Exercises

  1. Visualise prediction results is a useful way to find the problem. using ‘Rtsne’ package from R to visualise decision tree model2 both the left branch and the right branch’s prediction, compare them.
features <- c("Sex", "Fare_pp", "Pclass", "Title", "Age_group", "Group_size", "Ticket_class", "Embarked")

Tree.left <- train[train$Title == "Mr",]

set.seed(984357)

tsne.left <- Rtsne(Tree.left[, features], check_duplicates = FALSE)

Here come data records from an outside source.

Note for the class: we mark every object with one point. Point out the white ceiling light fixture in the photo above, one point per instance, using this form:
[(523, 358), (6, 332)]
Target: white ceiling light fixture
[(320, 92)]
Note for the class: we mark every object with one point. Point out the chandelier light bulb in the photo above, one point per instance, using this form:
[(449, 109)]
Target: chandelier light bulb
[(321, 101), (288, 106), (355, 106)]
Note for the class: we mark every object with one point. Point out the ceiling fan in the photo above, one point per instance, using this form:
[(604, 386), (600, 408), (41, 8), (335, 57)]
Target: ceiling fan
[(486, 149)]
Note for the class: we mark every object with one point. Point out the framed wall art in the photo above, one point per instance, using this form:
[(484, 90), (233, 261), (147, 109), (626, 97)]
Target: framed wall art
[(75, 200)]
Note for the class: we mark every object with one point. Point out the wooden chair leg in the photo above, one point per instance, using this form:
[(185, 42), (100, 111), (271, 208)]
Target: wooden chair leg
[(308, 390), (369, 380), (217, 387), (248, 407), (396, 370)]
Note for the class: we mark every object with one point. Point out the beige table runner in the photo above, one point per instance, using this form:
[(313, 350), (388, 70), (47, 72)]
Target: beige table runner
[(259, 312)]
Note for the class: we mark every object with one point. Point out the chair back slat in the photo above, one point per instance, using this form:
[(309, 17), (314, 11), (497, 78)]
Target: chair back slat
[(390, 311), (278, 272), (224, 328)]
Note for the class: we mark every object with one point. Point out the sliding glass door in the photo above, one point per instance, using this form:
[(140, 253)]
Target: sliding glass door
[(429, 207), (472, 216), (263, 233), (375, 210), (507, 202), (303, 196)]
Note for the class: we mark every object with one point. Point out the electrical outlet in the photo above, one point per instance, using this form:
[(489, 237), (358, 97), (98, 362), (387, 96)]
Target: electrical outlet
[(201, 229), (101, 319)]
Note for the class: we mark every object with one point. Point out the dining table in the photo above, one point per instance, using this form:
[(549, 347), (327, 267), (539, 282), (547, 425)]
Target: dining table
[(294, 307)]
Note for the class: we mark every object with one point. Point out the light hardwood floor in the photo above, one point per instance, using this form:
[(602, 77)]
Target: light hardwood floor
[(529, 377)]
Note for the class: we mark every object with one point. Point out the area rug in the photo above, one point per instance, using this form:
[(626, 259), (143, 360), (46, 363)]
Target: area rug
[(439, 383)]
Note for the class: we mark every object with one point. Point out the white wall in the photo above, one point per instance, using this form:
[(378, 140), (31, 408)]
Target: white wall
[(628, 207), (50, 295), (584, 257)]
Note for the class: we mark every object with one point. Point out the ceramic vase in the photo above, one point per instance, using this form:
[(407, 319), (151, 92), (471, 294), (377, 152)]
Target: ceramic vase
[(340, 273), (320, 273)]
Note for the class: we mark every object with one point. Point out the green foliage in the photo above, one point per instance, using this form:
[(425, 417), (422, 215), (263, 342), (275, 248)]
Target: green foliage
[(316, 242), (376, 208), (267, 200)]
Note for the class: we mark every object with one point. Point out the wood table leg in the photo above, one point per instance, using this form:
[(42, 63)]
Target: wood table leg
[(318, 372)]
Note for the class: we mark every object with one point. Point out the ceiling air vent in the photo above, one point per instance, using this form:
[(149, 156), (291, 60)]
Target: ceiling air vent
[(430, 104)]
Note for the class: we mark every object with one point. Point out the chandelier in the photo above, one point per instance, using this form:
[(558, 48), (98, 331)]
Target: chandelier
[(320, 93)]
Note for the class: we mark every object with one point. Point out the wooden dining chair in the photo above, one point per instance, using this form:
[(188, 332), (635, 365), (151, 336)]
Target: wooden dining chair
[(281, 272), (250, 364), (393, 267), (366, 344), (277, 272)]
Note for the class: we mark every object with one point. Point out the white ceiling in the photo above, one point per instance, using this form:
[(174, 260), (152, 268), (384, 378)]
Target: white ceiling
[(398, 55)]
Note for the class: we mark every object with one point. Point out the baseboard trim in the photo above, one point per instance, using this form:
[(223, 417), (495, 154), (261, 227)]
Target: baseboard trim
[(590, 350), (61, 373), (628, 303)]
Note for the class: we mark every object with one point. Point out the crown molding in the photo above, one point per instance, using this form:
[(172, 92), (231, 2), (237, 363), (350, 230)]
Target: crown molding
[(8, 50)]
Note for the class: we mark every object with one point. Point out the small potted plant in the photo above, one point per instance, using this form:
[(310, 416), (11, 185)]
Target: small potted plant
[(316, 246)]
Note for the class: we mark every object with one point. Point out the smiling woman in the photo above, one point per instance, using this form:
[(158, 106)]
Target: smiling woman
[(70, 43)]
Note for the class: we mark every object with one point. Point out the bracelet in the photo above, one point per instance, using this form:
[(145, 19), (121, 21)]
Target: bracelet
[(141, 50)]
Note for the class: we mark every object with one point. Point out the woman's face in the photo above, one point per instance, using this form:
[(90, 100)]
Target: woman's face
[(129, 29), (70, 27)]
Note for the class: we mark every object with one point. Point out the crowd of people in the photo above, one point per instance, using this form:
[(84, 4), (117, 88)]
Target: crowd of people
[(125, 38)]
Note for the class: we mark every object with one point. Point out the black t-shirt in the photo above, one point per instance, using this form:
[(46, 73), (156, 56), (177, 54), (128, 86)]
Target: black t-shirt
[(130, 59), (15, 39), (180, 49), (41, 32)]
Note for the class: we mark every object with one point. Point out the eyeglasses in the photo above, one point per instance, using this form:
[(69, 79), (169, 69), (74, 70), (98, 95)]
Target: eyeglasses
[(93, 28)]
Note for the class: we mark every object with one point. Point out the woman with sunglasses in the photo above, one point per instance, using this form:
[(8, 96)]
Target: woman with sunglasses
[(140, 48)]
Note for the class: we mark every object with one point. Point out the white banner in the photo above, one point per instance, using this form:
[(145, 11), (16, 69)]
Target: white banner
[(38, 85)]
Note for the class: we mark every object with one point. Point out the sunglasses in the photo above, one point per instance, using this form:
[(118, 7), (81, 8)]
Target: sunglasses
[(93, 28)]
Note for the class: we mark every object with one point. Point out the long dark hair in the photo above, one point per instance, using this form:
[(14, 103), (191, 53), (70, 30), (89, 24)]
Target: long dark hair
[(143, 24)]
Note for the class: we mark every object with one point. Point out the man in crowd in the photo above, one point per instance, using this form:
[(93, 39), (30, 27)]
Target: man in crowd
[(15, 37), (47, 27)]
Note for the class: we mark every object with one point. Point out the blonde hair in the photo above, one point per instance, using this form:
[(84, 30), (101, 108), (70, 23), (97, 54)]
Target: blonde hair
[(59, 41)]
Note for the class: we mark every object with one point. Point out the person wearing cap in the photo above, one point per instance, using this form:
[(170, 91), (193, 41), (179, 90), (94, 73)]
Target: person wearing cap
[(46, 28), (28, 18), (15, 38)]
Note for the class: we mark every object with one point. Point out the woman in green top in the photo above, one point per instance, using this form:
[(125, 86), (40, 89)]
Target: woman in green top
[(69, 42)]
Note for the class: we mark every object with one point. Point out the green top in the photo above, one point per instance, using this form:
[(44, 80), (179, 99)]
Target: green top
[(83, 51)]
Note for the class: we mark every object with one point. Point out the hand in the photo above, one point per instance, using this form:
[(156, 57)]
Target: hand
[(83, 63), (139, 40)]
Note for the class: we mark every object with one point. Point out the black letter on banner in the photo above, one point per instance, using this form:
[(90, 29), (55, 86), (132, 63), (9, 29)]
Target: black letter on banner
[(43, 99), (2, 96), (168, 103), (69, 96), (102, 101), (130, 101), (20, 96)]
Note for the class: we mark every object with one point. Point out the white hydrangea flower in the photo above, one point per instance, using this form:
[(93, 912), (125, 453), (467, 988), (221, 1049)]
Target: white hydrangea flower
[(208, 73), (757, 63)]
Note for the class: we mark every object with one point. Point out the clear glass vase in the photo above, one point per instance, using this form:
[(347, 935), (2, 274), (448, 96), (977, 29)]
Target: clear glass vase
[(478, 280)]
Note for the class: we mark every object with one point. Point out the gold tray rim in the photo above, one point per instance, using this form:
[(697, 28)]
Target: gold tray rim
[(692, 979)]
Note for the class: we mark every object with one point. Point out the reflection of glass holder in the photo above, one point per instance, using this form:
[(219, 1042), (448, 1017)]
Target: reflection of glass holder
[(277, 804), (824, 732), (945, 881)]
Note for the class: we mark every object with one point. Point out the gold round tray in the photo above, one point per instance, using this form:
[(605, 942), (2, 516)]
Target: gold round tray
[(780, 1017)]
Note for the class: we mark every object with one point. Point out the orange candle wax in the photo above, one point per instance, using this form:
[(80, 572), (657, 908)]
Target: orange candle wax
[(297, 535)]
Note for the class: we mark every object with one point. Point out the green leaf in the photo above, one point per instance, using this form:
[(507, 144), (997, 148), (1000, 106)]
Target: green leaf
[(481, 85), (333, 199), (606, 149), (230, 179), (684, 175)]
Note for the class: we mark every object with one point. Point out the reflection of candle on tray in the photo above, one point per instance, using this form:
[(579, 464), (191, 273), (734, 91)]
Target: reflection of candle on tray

ggplot(NULL, aes(x = tsne.left$Y[, 1], y = tsne.left$Y[, 2],
                 color = Tree.left$Survived)) +
  geom_point() +
  labs(color = "Survived") +
  ggtitle("Visualization of left branch of tree where title is 'Mr'")

#
Tree.right <- train[train$Title != "Mr",]

set.seed(984357)
tsne.right <- Rtsne(Tree.right[, features], check_duplicates = FALSE)
ggplot(NULL, aes(x = tsne.right$Y[, 1], y = tsne.right$Y[, 2],
                 color = Tree.right$Survived)) +
  geom_point() +
  labs(color = "Survived") +
  ggtitle("Visualization of right branch of the tree")
  1. Considering re-engineer passengers with the same tickets.